One of the benefits of writing the hangman application as a plug-in is that you no longer need to write a CGI script at all. You can load and use the plug-in from any template, which you can process via a generic CGI script, a mod_perl handler, or perhaps the Apache::Template module.
Here's an example of a self-contained template using the hangman plug-in. All we need to do is to hardcode some variable values at the start of the template:
[% title = 'Template Toolkit Hangman #5' url = '/tt2/hangman.html' words = '/usr/games/hangman-words' icons = '/icons/hangman'; WRAPPER html/page html.head.title = title html.body.onload = 'if (document.gf) document.gf.guess.focus( )'; TRY; USE hangman = Games.Hangman( words = words icons = icons url = url ); hangman.play; CATCH; CLEAR; PROCESS error; END; END %]

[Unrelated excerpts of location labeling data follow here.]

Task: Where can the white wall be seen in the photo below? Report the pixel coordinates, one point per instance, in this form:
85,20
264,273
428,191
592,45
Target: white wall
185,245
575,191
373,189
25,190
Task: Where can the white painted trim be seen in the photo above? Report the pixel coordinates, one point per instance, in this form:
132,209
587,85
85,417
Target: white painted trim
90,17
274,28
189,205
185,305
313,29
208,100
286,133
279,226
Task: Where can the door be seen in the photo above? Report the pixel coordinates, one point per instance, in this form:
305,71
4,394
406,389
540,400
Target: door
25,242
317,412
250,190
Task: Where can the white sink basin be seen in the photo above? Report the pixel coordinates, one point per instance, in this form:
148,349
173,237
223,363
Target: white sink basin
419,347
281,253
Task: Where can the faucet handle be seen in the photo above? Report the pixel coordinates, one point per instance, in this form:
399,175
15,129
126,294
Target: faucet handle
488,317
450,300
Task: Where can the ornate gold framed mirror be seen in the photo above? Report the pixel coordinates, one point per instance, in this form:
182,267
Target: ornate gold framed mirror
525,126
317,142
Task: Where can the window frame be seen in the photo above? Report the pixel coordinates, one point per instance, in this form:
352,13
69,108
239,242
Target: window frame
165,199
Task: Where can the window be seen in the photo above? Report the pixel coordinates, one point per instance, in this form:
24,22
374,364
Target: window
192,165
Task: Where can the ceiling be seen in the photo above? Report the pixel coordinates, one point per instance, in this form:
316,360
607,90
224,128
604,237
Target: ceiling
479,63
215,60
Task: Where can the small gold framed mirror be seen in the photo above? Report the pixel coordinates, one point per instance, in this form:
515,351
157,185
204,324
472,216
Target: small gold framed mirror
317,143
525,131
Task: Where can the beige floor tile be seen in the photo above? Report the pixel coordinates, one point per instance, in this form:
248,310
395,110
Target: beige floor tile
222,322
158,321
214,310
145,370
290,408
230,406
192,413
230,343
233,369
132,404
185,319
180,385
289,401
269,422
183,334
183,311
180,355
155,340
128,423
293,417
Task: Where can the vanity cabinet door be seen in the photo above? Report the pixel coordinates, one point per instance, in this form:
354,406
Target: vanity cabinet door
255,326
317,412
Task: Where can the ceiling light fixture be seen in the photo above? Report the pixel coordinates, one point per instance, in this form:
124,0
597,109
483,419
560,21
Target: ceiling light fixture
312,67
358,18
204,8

If you're using Apache::Template to run the application, you can define these variables in the Apache httpd.conf file:
PerlModule Apache::Template TT2IncludePath /usr/local/tt2/hangman/hangman3/templates TT2IncludePath /usr/local/tt2/templates TT2Variable title "Template Toolkit Hangman #5" TT2Variable words /usr/games/hangman-words TT2Variable icons /icons/hangman TT2Params uri <Location /tt2/hangman.html> SetHandler perl-script PerlHandler Apache::Template </Location>
Our three variables, title, words, and icons, are defined using the TT2Variable directive. In addition, we use TT2Params to instruct Apache::Template to make the request URI available as the uri template variable. We previously used url to denote the URL of the hangman application, so we need to make one small change to the template. Using this dynamic uri variable should mean that the value will remain correct even if the application is moved to a new URL. The template should now look like this:
[% # ...etc... USE hangman = Games.Hangman( words = words icons = icons url = uri # now use 'uri' not 'url' ); # ...etc... %]
The game in Figure D-3 is for you to complete.